Cosmogenesis as symmetry transformation

We consider the quantized bi-scalar gravity, which may serve as a locally Lorentz invariant cosmological model with varying speed of light and varying gravitational constant. The equation governing the quantum regime for the case of homogeneous and isotropic cosmological setup is a Dirac-like equation which replaces the standard Wheeler-DeWitt equation. We show that particular cosmogenesis may occur as a result of the action of the symmetry transformation which due to Wigner's theorem can either be unitary or antiunitary. We demonstrate that the transition from the pre-big-bang contraction to the post-big-bang expansion - a scenario that also occurs in string quantum cosmologies - can be attributed to the action of charge conjugation, which belongs to the class of antiunitary transformations.
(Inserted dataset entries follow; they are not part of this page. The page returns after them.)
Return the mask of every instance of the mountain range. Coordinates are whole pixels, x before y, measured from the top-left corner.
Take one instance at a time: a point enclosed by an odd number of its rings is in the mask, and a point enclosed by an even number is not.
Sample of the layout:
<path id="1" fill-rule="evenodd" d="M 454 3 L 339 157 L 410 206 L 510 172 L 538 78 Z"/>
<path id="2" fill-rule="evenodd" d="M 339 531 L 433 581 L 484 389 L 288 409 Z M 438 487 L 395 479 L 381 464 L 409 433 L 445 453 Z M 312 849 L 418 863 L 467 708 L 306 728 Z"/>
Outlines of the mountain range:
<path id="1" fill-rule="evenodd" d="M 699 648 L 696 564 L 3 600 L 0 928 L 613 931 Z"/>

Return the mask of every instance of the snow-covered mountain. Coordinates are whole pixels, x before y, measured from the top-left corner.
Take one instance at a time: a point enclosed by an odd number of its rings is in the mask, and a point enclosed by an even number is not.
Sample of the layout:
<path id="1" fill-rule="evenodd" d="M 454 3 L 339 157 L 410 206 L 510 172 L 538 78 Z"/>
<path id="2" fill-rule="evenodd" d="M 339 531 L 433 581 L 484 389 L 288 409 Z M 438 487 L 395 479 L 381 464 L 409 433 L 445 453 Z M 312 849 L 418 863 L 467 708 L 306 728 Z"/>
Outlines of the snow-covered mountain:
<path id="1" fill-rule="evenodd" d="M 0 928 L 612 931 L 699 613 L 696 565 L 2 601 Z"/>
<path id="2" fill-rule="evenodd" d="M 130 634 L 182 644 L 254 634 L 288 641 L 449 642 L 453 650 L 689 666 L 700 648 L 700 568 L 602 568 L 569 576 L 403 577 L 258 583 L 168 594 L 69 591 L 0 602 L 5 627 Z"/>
We also demonstrate that the emergence of the two classical expanding post-big-bang universe-antiuniverse pairs, each with opposite spin projections, can be understood as being triggered by the action of a unitary transformation resembling the Hadamard gate.

Automated summary

This paper investigates quantized bi-scalar gravity as a locally Lorentz invariant cosmological model. It demonstrates that specific cosmogenesis and the transition from pre-big-bang contraction to post-big-bang expansion can occur due to the action of symmetry transformations, such as unitary or antiunitary transformations. The role of charge conjugation and a unitary transformation resembling the Hadamard gate are also discussed.